C’est donc à partir de cette méthode que j’ai développé ma
propre critique de (et à) la Révolution Bourgeoise, c’est-à-dire de sa
légitimité historique et conceptuelle et de sa valeur heuristique. Ayant
constaté son utilité analytique, j’ai appliqué le concept à une réalité dérivée
de modernisation capitaliste: c’est alors à la sociologie historique de jouer.
Je prends donc le concept de développement historique (ou « développement
social ») pour étudier la modernisation capitaliste de la société
brésilienne, le processus de formation de classes, les modalités de domination
politique et le rôle spécifique de la classe bourgeoise.
Encore en ce qui touche à la méthode, je n’ai pas été
explicitement comparatif, et je m’explique quelque part dans ce sous-chapitre:
«...la comparaison dont il s’agit ici est purement conceptuelle et concerne
l’interprétation de processus toujours uniques de développement historique et
social au moyen d’un concept rendu théoriquement général ». La référence
ici est au sous-chapitre « Du bon usage du comparatisme », qui tente
une discussion théorique à ce sujet, sur la base d’historiens et sociologues
réputés.
Par ce type de procédé comparatif-conceptuel (mais aussi
comparatif-historique, puisqu’il y a des références concrètes) et en cherchant
la légitimation empirique dans l’analyse des cas classiques, je suis bien
parvenu à établir la validité conceptuelle et la légitimité méthodologique de
la Révolution Bourgeoise, mais je n’ai pas réussi (mais je considère que ce
n’est pas de ma faute) à découvrir une révolution bourgeoise concrète au
Brésil, quoiqu’en eût dit Fernandes dans son magnum opus. Les psycho-analystes freudiens aiment se référer à la
situation (peut-être réelle) de « révolte contre le père » ;
pourrait-on dire, alors, que je me suis révolté contre mon
« maître-à-penser » ? Je n’en suis pas sûr, car je pense avoir
entamé une recherche sérieuse, réfléchi de manière tout à faite indépendante
vis-à-vis mes anciens « patrons de la tribu » et établit un certain
nombre de « découvertes » sociologiques sur la base de la discussion
très approfondie que j’ai menée autour de mon concept-fétiche. Quelles sont ces
« découvertes » ?
Principales « découvertes » de
la thèse
Elles sont assurément nombreuses, même si en sciences sociales
on ne découvre jamais des « nouveaux continents » ou des
« nouvelles planètes » dans un système par ailleurs en mutation
continuelle (je récuse, à propos, les notions de « système » ou de grand theory dans l’explication
sociologique). Il faut faire la distinction entre, d’une part, les
« contributions théoriques » à l’étude de la Révolution Bourgeoise en
tant que concept historique et en tant que modèle explicatif (pour la
sociologie historique, pour la sociologie des révolutions, pour l’étude du
développement historique des sociétés capitalistes occidentales) et, d’autre
part, les « contributions pratiques » pour ainsi dire à la discussion
des chemins de la modernisation sociale et de la démocratie politique (ou
plutôt de la non-démocratie) au Brésil et, en général, en Amérique Latine.
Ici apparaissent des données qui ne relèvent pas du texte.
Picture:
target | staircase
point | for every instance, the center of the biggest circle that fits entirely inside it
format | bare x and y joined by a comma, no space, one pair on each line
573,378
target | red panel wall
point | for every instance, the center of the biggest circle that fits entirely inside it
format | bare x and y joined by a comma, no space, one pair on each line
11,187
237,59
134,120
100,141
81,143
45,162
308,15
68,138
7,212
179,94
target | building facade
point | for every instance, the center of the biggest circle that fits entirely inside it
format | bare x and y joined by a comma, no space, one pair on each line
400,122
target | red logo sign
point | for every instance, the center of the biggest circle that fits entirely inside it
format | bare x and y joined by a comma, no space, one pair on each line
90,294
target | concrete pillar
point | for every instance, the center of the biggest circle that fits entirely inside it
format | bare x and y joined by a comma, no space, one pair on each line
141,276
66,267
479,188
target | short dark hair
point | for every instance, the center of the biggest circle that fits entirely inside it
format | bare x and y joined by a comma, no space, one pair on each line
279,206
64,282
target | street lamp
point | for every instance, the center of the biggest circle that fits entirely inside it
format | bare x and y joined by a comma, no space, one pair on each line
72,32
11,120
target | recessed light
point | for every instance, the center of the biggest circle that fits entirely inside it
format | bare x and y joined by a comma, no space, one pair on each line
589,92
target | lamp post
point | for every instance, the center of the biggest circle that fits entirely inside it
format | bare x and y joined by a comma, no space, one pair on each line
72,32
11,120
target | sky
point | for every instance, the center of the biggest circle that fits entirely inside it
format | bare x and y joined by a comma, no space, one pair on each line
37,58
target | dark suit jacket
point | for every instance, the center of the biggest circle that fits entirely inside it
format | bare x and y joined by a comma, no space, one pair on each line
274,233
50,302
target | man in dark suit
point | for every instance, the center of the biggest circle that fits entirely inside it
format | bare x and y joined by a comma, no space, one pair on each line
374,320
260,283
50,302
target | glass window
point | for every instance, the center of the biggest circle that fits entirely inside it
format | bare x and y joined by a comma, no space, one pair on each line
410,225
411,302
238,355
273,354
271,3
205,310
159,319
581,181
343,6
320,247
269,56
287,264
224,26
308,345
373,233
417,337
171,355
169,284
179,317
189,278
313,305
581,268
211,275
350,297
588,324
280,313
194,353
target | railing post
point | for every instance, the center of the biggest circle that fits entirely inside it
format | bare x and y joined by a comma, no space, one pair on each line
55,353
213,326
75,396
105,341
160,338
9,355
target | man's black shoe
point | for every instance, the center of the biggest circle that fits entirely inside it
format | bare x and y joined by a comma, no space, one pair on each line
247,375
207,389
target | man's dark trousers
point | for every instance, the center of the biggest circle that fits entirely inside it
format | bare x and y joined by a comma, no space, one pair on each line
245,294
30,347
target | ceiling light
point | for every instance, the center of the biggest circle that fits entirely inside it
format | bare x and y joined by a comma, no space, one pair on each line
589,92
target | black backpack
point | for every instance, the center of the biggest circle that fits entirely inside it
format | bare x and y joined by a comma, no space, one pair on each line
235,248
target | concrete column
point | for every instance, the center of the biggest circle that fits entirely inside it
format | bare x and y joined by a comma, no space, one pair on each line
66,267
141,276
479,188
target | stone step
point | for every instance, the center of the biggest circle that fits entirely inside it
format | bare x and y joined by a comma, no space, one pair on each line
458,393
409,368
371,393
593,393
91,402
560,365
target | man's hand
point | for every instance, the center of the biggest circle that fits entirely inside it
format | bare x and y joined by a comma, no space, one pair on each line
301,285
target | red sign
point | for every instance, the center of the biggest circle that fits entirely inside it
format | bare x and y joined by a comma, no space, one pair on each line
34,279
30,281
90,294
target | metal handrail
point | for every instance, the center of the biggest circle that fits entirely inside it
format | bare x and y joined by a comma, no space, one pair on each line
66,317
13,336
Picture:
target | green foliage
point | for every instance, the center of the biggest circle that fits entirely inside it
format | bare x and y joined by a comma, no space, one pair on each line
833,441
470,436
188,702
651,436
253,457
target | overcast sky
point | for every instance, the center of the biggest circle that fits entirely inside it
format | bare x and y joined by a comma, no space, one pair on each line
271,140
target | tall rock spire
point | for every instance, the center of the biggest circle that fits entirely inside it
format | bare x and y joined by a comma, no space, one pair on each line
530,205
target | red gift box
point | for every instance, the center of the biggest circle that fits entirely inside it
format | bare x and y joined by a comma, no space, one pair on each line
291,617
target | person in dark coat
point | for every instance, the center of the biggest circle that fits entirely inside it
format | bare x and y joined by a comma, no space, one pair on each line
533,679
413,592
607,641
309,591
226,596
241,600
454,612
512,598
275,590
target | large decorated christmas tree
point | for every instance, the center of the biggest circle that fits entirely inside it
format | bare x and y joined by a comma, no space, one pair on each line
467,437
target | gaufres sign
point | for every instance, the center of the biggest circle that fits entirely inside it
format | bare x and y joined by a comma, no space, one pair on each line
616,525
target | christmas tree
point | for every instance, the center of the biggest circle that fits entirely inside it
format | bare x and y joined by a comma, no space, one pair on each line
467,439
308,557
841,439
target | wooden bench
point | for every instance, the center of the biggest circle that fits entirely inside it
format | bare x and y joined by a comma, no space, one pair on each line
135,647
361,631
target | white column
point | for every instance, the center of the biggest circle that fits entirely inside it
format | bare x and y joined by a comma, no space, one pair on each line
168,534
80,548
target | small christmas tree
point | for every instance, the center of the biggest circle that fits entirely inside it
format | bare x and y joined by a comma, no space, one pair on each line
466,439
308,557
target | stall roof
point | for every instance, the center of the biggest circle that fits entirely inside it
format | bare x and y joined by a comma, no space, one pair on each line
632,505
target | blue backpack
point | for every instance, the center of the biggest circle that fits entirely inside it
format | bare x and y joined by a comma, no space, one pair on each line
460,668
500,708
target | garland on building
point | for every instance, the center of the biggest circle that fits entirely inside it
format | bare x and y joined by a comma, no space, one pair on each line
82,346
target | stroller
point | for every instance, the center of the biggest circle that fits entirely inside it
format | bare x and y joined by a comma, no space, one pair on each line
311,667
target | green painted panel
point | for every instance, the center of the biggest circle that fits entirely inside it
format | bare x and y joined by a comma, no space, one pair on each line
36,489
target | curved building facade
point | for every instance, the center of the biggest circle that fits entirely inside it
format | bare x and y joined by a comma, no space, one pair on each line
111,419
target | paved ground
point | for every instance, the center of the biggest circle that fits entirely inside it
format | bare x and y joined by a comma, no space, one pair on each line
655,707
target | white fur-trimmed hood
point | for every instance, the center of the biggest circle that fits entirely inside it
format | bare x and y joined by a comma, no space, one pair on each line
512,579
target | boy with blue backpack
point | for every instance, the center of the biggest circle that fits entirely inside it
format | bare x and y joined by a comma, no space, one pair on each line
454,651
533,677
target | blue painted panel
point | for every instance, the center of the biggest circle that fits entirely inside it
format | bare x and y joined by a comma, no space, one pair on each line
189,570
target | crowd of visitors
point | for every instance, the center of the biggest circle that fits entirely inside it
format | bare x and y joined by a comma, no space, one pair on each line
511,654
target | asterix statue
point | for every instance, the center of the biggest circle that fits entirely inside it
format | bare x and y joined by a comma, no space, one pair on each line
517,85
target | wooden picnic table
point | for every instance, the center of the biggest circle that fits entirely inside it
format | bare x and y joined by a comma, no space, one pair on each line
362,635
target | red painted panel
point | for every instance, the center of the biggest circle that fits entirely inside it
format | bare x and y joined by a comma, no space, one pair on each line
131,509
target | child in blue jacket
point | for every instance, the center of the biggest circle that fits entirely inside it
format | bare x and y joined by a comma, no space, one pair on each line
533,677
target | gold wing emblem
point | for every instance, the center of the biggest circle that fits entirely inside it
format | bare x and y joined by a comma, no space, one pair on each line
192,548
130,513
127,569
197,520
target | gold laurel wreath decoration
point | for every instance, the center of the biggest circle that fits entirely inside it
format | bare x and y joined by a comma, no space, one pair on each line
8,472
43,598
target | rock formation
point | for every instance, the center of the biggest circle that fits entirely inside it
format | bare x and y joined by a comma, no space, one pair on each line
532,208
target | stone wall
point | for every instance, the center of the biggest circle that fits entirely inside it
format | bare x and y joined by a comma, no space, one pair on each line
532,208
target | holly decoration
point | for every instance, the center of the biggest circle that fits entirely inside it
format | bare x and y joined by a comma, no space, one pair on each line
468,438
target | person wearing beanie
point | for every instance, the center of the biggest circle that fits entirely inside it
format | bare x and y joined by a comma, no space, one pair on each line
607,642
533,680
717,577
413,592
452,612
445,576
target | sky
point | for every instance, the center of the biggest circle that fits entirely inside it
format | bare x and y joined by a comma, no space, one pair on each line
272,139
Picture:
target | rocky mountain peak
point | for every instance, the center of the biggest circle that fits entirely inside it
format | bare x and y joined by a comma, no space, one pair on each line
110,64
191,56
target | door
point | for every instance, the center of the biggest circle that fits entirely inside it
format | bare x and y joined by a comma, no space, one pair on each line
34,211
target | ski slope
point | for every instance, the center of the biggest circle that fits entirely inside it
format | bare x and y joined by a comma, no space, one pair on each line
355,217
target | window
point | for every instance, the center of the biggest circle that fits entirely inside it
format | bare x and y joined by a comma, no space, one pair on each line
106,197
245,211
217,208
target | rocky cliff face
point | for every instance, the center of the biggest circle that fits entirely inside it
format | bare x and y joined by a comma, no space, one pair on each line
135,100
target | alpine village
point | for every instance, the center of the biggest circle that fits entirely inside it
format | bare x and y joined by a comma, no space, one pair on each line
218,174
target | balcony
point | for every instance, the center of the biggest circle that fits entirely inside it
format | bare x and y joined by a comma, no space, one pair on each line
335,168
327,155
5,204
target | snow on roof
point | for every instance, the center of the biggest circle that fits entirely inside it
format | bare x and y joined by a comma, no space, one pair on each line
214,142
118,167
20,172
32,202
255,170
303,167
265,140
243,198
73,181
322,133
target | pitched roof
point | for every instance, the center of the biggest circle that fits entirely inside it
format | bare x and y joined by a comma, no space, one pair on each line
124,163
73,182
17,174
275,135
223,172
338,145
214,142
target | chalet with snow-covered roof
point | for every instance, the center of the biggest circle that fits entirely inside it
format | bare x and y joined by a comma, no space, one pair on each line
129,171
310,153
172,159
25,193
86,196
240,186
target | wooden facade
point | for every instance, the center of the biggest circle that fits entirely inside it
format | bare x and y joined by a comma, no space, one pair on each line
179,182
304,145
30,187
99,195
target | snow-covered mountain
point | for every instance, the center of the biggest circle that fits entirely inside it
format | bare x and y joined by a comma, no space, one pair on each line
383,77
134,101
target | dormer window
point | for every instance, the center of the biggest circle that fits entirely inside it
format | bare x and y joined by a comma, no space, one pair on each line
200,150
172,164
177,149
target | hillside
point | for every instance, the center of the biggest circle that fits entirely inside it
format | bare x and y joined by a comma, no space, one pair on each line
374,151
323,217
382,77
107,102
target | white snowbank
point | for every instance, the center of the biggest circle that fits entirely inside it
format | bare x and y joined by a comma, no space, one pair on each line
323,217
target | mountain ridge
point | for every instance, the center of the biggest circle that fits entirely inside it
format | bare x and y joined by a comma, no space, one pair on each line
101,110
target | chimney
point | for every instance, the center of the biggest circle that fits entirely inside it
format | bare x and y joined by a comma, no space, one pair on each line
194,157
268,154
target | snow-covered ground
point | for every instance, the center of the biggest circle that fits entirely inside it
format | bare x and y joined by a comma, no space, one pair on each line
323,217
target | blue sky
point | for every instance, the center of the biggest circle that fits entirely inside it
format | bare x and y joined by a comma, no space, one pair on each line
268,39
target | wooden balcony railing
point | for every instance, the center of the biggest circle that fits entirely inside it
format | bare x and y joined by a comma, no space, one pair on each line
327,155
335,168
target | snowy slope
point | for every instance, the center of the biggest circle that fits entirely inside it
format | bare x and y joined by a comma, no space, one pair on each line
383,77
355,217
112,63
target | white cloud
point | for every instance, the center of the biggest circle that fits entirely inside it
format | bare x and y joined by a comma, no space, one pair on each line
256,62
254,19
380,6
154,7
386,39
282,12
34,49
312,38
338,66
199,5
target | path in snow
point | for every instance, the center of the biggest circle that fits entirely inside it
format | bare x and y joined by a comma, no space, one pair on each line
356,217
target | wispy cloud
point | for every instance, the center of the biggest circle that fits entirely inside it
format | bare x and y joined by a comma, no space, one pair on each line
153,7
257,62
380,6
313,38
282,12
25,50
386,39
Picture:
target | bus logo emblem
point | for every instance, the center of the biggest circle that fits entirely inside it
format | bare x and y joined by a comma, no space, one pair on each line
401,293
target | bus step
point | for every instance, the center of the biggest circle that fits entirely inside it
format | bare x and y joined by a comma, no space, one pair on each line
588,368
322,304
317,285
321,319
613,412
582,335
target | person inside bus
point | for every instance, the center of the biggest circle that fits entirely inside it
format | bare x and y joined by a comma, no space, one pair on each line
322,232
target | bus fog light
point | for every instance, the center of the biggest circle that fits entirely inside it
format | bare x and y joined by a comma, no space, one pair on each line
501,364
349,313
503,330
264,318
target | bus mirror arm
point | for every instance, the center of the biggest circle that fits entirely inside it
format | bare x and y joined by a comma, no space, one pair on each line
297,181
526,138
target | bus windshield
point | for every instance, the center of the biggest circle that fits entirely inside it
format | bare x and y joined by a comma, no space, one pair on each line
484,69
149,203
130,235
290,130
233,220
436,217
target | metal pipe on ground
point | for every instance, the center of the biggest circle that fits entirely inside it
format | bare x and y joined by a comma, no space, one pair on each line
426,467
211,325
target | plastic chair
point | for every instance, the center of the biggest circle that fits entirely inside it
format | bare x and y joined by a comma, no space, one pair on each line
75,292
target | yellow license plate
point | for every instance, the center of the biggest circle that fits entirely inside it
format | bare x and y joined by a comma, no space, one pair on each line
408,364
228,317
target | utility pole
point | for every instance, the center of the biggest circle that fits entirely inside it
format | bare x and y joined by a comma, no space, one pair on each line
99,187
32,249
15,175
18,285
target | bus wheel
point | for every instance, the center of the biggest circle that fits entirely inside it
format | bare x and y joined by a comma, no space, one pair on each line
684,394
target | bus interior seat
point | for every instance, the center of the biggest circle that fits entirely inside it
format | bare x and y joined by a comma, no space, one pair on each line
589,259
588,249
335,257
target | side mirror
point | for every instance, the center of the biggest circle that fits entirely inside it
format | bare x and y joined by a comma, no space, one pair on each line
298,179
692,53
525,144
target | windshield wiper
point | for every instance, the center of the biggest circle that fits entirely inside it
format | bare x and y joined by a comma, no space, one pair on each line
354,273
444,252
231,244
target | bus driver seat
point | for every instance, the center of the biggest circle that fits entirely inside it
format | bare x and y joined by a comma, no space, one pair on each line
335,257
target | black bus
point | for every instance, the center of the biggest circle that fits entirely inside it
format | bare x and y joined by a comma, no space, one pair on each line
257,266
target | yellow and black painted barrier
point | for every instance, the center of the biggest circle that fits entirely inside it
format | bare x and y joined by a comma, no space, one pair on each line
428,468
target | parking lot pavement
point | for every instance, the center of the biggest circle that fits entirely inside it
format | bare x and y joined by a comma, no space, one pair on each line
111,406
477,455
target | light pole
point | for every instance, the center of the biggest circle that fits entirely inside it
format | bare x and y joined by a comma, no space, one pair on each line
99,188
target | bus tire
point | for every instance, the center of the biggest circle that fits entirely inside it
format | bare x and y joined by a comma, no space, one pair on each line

Mais, allons directement aux constatations que j’ai faites.
J’ai « découvert » que:
1. La Révolution Bourgeoise en tant que concept historique est
un fait français par excellence, plus spécifiquement de la première
historiographie révolutionnaire (doctrinaires), déterminisme linguistique
oblige.
2. La Révolution Bourgeoise en tant que concept social et
politique est un fait allemand par excellence, plus spécifiquement Marxien.
3. La Révolution Bourgeoise en tant que programme pratique de
transformation sociale et en tant que théorie (partielle) du développement
historique est un fait russe par excellence, plus spécifiquement de la pensée
marxiste classique (des proto-marxistes à Lénine).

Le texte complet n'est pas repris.